Show that the Lorentz factor of the relative velocity $\mathbf{w}$ of two objects with velocities $\mathbf{u}$ and $\mathbf{v}$ is given by $$ \gamma_{w} = \gamma_{u} \gamma_{v} (1 - \mathbf{u} \cdot \mathbf{v}) \, , $$ where $\gamma_{u} = 1/\sqrt{1 - u^2}$ and $\gamma_{v} = 1/\sqrt{1 - v^2}$ are the Lorentz factors of the two objects. As a hint, evaluate the inner product of the velocity 4-vectors $u^\mu$ and $v^\mu$ in two different frames, and use the fact that the inner product of two 4-vectors is invariant under Lorentz transformations.
The 4-momentum is defined as
\[p^\mu = m u^\mu = \gamma m (1, \mathbf{v}) \, ,\]where \(m\) is the rest mass of the object. We can define energy as $E = \gamma m$ and momentum as $\mathbf{p} = \gamma m \mathbf{v}$ (which we won’t attempt to justify here), so that the momentum 4-vector can be written as
\[p^\mu = (E, \mathbf{p}) \, .\]In the rest frame of the object, the momentum 4-vector is $(m, \mathbf{0})$, and in the lab frame, it is $(E, \mathbf{p})$. The inner product of the momentum 4-vector with itself is invariant under Lorentz transformations, and so equating the two gives
\[m^2 = E^2 - p^2 \, .\]Note that for a massless particle, such as a photon, we have $E = p$.
You can hopefully see how much writing is saved by using natural units, where $c = 1$. To put the factors of $c$ back in, remember that $E/c$, $\mathbf{p}$, and $mc$ all have units of momentum.
Acceleration and Force 4-Vectors
The acceleration 4-vector is defined as
\[a^\mu = \frac{du^\mu}{d\tau} = \gamma (\dot{\gamma}, \dot{\gamma} \mathbf{v} + \gamma \mathbf{a}) \, ,\]where $\mathbf{a} = \dot{\mathbf{v}}$ is the 3-acceleration. Note that if we evaluate the derivative \(\dot{\gamma}\), we find that
\[\dot{\gamma} = \frac{\text{d}}{\text{d} t} \frac{1}{\sqrt{1 - v^2}} = \frac{1}{(1 - v^2)^{3/2}} v \frac{\text{d} v}{\text{d} t} = \gamma^3 \mathbf{v} \cdot \mathbf{a} \, ,\]where we have used
\[v \frac{\text{d} v}{\text{d} t} = \frac{1}{2} \frac{\text{d}}{\text{d} t} \mathbf{v} \cdot \mathbf{v} = \mathbf{v} \cdot \mathbf{a} \, .\]This can be understood simply as the fact that only the component of the acceleration parallel to the velocity changes the speed (the perpendicular component changes the direction of the velocity).

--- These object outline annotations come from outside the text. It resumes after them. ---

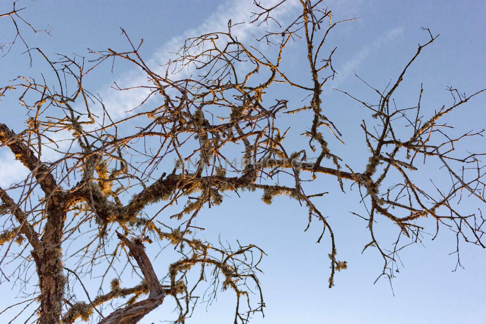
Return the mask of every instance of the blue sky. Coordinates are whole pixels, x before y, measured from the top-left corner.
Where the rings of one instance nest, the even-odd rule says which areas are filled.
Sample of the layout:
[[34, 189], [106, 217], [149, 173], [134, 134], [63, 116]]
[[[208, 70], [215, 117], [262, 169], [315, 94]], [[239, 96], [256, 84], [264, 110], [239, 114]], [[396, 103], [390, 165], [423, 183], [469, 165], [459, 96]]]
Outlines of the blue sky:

The force 4-vector is defined as
\[f^\mu = m a^\mu = \gamma m (\dot{\gamma}, \dot{\gamma} \mathbf{v} + \gamma \mathbf{a}) \, .\]Other Resources
For this topic, I highly recommend reading the chapters on special relativity in The Feynman Lectures on Physics (volume 1, chapters 15-17). They provide a slightly different perspective on the subject, and are a great read in general.